The Each day crude oil chart

Crude Oil Daily: 3rd Leg Up or Retest Sept Low?
  • The market examined the 20-day EMA on Monday however closed with an extended tail under. Crude Oil then gapped down on Tuesday and traded sideways to down for the remainder of the week.
  • Final week, we stated the market should still be sideways to up section. Merchants would see if the bulls may create extra follow-through shopping for or if the market would commerce barely greater however type a double prime with the October 8 excessive as a substitute.
  • The bears see the current transfer (to Oct 8) as a deep pullback and need a retest of the prior leg low (Sep 10), even when it kinds a better low.
  • They hope the highest of the triangle will act as resistance. This was the case.
  • They received a reversal from a double prime bear flag (Aug 12 and Oct 8).
  • If the market trades greater, they need one other decrease excessive and a reversal from a double prime bear flag with the October 10 excessive.
  • They need a minimum of a small second leg sideways to down leg to retest the present leg low (now Oct 18).
  • Beforehand, the bulls received a reversal from a better low main development reversal (Oct 1) to retest the highest of the triangle however there was no sturdy breakout.
  • They see the present transfer as a deep pullback. They need a reversal from a double backside bull flag (Oct 1 and Oct 18) and a better low.

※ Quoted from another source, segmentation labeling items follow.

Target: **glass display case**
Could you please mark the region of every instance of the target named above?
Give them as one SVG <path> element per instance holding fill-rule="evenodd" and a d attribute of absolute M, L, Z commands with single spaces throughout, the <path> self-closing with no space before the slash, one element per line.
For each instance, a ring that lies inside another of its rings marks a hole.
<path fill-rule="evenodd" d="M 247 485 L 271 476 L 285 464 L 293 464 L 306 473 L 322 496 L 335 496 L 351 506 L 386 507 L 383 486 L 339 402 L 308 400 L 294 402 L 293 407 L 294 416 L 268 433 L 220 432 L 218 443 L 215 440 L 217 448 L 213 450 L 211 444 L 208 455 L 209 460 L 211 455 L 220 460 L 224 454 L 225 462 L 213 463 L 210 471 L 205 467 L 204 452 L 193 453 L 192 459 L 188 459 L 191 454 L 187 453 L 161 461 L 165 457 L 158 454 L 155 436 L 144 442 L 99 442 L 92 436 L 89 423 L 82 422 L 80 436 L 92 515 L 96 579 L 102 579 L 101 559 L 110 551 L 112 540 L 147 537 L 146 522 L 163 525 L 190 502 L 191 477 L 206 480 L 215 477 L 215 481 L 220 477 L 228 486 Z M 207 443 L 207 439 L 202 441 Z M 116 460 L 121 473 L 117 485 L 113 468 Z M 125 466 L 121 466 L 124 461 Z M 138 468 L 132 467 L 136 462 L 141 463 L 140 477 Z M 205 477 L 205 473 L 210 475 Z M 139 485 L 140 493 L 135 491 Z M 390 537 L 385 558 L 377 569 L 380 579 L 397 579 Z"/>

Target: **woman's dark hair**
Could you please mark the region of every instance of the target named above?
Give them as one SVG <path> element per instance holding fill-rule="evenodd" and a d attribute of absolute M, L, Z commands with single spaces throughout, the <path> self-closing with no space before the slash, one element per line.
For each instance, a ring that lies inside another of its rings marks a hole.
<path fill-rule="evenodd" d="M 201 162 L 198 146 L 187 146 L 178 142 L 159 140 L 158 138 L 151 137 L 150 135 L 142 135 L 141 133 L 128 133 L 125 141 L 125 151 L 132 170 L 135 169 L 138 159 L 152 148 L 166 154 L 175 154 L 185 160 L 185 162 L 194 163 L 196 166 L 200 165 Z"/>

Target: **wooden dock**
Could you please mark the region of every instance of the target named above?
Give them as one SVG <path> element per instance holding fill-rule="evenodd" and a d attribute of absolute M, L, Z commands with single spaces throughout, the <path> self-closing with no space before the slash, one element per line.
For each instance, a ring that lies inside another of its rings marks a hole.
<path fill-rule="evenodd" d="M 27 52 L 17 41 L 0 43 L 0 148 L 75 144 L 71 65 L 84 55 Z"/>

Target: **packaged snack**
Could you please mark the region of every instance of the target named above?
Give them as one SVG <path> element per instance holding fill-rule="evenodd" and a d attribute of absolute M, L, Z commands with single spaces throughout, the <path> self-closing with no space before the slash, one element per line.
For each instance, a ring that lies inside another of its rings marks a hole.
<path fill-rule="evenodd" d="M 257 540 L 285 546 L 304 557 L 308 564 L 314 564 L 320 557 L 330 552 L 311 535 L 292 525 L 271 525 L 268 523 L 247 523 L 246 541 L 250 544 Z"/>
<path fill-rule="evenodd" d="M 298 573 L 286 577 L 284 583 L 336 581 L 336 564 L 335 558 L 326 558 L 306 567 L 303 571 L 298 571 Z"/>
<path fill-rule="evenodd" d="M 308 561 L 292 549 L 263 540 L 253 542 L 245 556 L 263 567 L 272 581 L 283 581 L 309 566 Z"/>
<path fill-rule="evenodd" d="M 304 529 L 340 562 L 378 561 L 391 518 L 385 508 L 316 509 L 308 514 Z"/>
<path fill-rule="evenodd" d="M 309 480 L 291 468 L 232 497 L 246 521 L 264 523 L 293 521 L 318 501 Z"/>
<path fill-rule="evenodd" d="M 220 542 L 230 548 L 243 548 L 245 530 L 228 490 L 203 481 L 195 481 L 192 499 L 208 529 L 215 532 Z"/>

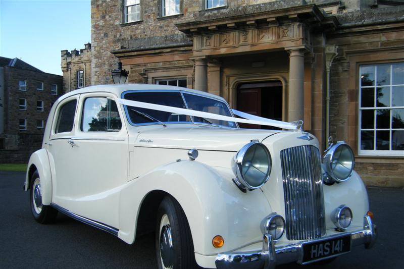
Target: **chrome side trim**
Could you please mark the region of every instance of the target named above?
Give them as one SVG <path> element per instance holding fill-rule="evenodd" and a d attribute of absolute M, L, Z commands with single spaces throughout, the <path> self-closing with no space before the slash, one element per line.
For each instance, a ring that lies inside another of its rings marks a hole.
<path fill-rule="evenodd" d="M 90 220 L 89 219 L 84 218 L 84 217 L 81 217 L 77 214 L 75 214 L 74 213 L 70 212 L 67 209 L 64 208 L 62 206 L 58 205 L 56 203 L 50 203 L 50 206 L 58 210 L 58 211 L 61 213 L 63 213 L 63 214 L 65 214 L 70 218 L 74 219 L 77 221 L 82 222 L 83 223 L 89 225 L 90 226 L 92 226 L 93 227 L 96 228 L 99 230 L 102 230 L 105 232 L 107 232 L 107 233 L 109 233 L 110 234 L 113 234 L 115 236 L 118 236 L 118 232 L 119 231 L 119 230 L 116 228 L 112 227 L 106 224 L 96 222 L 95 221 L 93 221 L 92 220 Z"/>

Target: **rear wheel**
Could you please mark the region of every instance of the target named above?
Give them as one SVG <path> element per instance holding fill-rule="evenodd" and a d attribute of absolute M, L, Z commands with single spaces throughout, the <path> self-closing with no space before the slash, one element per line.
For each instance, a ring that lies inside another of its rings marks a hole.
<path fill-rule="evenodd" d="M 171 196 L 164 197 L 157 212 L 156 250 L 159 269 L 198 268 L 185 213 Z"/>
<path fill-rule="evenodd" d="M 34 219 L 42 224 L 54 222 L 58 210 L 49 205 L 42 204 L 42 187 L 38 171 L 35 171 L 31 177 L 30 183 L 29 203 Z"/>

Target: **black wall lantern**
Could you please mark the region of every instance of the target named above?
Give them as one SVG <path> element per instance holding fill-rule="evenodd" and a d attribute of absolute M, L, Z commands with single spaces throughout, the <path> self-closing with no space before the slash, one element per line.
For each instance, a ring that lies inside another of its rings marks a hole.
<path fill-rule="evenodd" d="M 120 61 L 118 63 L 118 68 L 115 70 L 112 70 L 111 72 L 111 75 L 112 76 L 112 80 L 114 81 L 114 84 L 123 84 L 126 82 L 126 79 L 128 78 L 128 74 L 129 71 L 127 71 L 125 69 L 122 70 L 122 63 Z"/>

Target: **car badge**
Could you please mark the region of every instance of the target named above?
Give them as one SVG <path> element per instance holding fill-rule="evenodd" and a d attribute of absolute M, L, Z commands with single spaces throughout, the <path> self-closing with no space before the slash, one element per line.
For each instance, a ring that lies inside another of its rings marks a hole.
<path fill-rule="evenodd" d="M 139 142 L 144 142 L 146 143 L 153 143 L 153 140 L 152 139 L 140 139 Z"/>
<path fill-rule="evenodd" d="M 299 139 L 303 139 L 305 140 L 310 141 L 314 139 L 314 137 L 310 136 L 308 133 L 306 133 L 305 135 L 299 136 L 297 137 Z"/>

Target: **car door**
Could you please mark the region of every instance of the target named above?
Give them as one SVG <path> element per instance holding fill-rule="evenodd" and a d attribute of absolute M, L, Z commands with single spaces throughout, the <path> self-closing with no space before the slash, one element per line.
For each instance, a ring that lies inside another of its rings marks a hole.
<path fill-rule="evenodd" d="M 70 206 L 71 178 L 75 168 L 75 152 L 70 144 L 75 132 L 76 112 L 79 95 L 69 97 L 59 103 L 52 119 L 47 150 L 52 175 L 52 202 L 64 208 Z"/>
<path fill-rule="evenodd" d="M 116 96 L 80 95 L 72 146 L 69 209 L 118 227 L 119 192 L 127 182 L 128 132 Z"/>

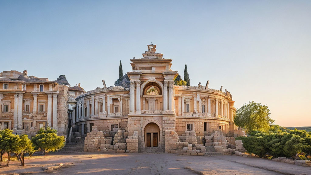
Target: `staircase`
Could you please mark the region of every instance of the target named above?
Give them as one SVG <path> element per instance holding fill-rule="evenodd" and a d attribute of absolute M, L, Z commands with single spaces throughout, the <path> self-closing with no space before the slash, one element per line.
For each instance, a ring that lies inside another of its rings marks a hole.
<path fill-rule="evenodd" d="M 84 140 L 78 142 L 77 143 L 67 142 L 64 148 L 58 152 L 63 153 L 82 153 L 83 152 L 84 147 Z"/>
<path fill-rule="evenodd" d="M 217 153 L 213 146 L 205 146 L 206 151 L 203 155 L 204 156 L 215 156 L 224 155 L 223 153 Z"/>

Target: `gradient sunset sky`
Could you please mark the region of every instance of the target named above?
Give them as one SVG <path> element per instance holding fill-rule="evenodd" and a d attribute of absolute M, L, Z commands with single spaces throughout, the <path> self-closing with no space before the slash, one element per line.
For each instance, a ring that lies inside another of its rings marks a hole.
<path fill-rule="evenodd" d="M 311 126 L 311 1 L 0 1 L 0 72 L 113 86 L 147 45 L 192 86 L 269 106 L 275 124 Z"/>

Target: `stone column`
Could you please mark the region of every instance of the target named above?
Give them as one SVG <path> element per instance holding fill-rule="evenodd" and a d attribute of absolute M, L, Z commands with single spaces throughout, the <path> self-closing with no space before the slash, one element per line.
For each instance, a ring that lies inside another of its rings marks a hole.
<path fill-rule="evenodd" d="M 224 116 L 224 100 L 221 100 L 220 101 L 220 107 L 221 111 L 220 111 L 220 115 L 222 117 Z"/>
<path fill-rule="evenodd" d="M 95 99 L 95 112 L 94 113 L 95 115 L 99 114 L 98 112 L 98 99 Z"/>
<path fill-rule="evenodd" d="M 34 94 L 34 102 L 32 103 L 32 113 L 37 113 L 37 94 Z"/>
<path fill-rule="evenodd" d="M 211 98 L 208 97 L 207 98 L 208 99 L 207 99 L 207 107 L 208 108 L 208 113 L 211 114 Z"/>
<path fill-rule="evenodd" d="M 123 115 L 123 101 L 122 100 L 122 96 L 121 96 L 121 97 L 120 98 L 120 112 L 122 114 L 122 115 Z"/>
<path fill-rule="evenodd" d="M 90 109 L 91 111 L 91 112 L 90 113 L 90 115 L 91 116 L 94 115 L 94 95 L 92 95 L 91 97 L 91 100 L 92 101 L 91 102 L 91 104 L 92 105 L 92 106 L 91 108 Z"/>
<path fill-rule="evenodd" d="M 107 96 L 107 114 L 110 113 L 110 96 Z"/>
<path fill-rule="evenodd" d="M 216 112 L 216 117 L 217 117 L 218 116 L 218 99 L 216 98 L 215 100 L 216 101 L 216 104 L 215 105 L 215 107 L 216 108 L 215 112 Z"/>
<path fill-rule="evenodd" d="M 227 104 L 225 104 L 225 115 L 226 116 L 226 118 L 227 118 Z"/>
<path fill-rule="evenodd" d="M 136 114 L 141 113 L 140 82 L 136 82 Z"/>
<path fill-rule="evenodd" d="M 84 114 L 85 114 L 85 113 L 84 112 L 84 100 L 83 100 L 83 101 L 82 101 L 82 106 L 81 107 L 82 108 L 82 113 L 81 114 L 81 117 L 82 118 L 84 118 L 84 117 L 85 117 L 85 116 L 84 116 L 85 115 L 84 115 Z"/>
<path fill-rule="evenodd" d="M 194 100 L 193 101 L 193 106 L 194 108 L 193 109 L 194 111 L 194 112 L 196 113 L 197 113 L 197 99 L 196 97 L 194 97 Z"/>
<path fill-rule="evenodd" d="M 53 129 L 57 130 L 57 94 L 53 94 Z"/>
<path fill-rule="evenodd" d="M 52 94 L 48 94 L 48 127 L 52 127 Z"/>
<path fill-rule="evenodd" d="M 178 97 L 178 116 L 182 116 L 182 98 L 181 97 Z"/>
<path fill-rule="evenodd" d="M 169 97 L 168 98 L 169 101 L 168 109 L 170 111 L 173 110 L 172 106 L 173 106 L 173 98 L 174 98 L 173 97 L 173 86 L 174 84 L 173 83 L 171 82 L 170 82 L 169 83 Z"/>
<path fill-rule="evenodd" d="M 13 113 L 14 120 L 14 128 L 17 128 L 17 107 L 18 106 L 18 95 L 17 94 L 14 94 L 14 112 Z"/>
<path fill-rule="evenodd" d="M 106 96 L 103 97 L 103 112 L 106 111 Z"/>
<path fill-rule="evenodd" d="M 131 81 L 130 84 L 130 114 L 135 112 L 135 85 L 133 81 Z M 108 99 L 107 99 L 108 100 Z"/>
<path fill-rule="evenodd" d="M 163 92 L 163 110 L 167 110 L 167 82 L 164 82 Z"/>
<path fill-rule="evenodd" d="M 17 112 L 17 129 L 23 129 L 23 94 L 18 94 L 18 107 Z"/>
<path fill-rule="evenodd" d="M 86 101 L 86 110 L 87 110 L 86 111 L 86 115 L 87 116 L 90 116 L 90 100 L 88 100 Z"/>

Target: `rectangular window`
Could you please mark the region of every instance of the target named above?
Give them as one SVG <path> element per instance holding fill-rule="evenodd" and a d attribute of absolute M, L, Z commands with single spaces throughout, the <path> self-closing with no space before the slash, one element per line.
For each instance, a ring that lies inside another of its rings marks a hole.
<path fill-rule="evenodd" d="M 3 123 L 4 129 L 5 130 L 9 128 L 9 123 L 7 122 Z"/>
<path fill-rule="evenodd" d="M 113 131 L 114 128 L 118 128 L 118 125 L 111 125 L 111 131 Z"/>
<path fill-rule="evenodd" d="M 94 125 L 94 123 L 90 124 L 90 132 L 92 132 L 92 128 L 93 128 L 93 126 Z"/>
<path fill-rule="evenodd" d="M 43 85 L 40 84 L 40 92 L 43 92 Z"/>
<path fill-rule="evenodd" d="M 192 130 L 192 124 L 187 124 L 187 131 L 191 131 Z"/>
<path fill-rule="evenodd" d="M 3 89 L 7 89 L 9 88 L 9 84 L 3 84 Z"/>
<path fill-rule="evenodd" d="M 9 105 L 5 105 L 3 106 L 3 112 L 9 112 Z"/>
<path fill-rule="evenodd" d="M 39 105 L 39 112 L 43 112 L 44 111 L 44 105 Z"/>

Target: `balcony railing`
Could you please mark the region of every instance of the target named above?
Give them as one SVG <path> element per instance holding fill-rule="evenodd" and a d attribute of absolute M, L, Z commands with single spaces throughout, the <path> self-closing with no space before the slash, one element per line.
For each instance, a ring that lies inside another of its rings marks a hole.
<path fill-rule="evenodd" d="M 142 110 L 142 114 L 162 114 L 161 110 Z"/>

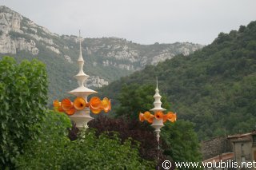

  • They need one other leg up finishing the wedge sample with the primary two legs being September 24 and October 24 highs.
  • The bulls should create consecutive bull bars closing close to their highs to extend the percentages of a breakout above the triangle sample.
  • Thus far, the market continues to be in a big buying and selling vary.
  • Merchants will see if the bears can proceed to create bear bars to retest the September 10 low.
  • Or will the bulls have the ability to create a reversal to retest the October 8 excessive from a better low as a substitute?
  • Poor follow-through and reversals are hallmarks of a buying and selling vary.
  • The decrease third of the massive buying and selling vary may be the purchase zone of buying and selling vary merchants.
  • Merchants will BLSH (Purchase Low, Promote Excessive) till there’s a breakout from both route with sustained follow-through shopping for/promoting.
  • The continued / escalating battle within the Center East can preserve power costs risky.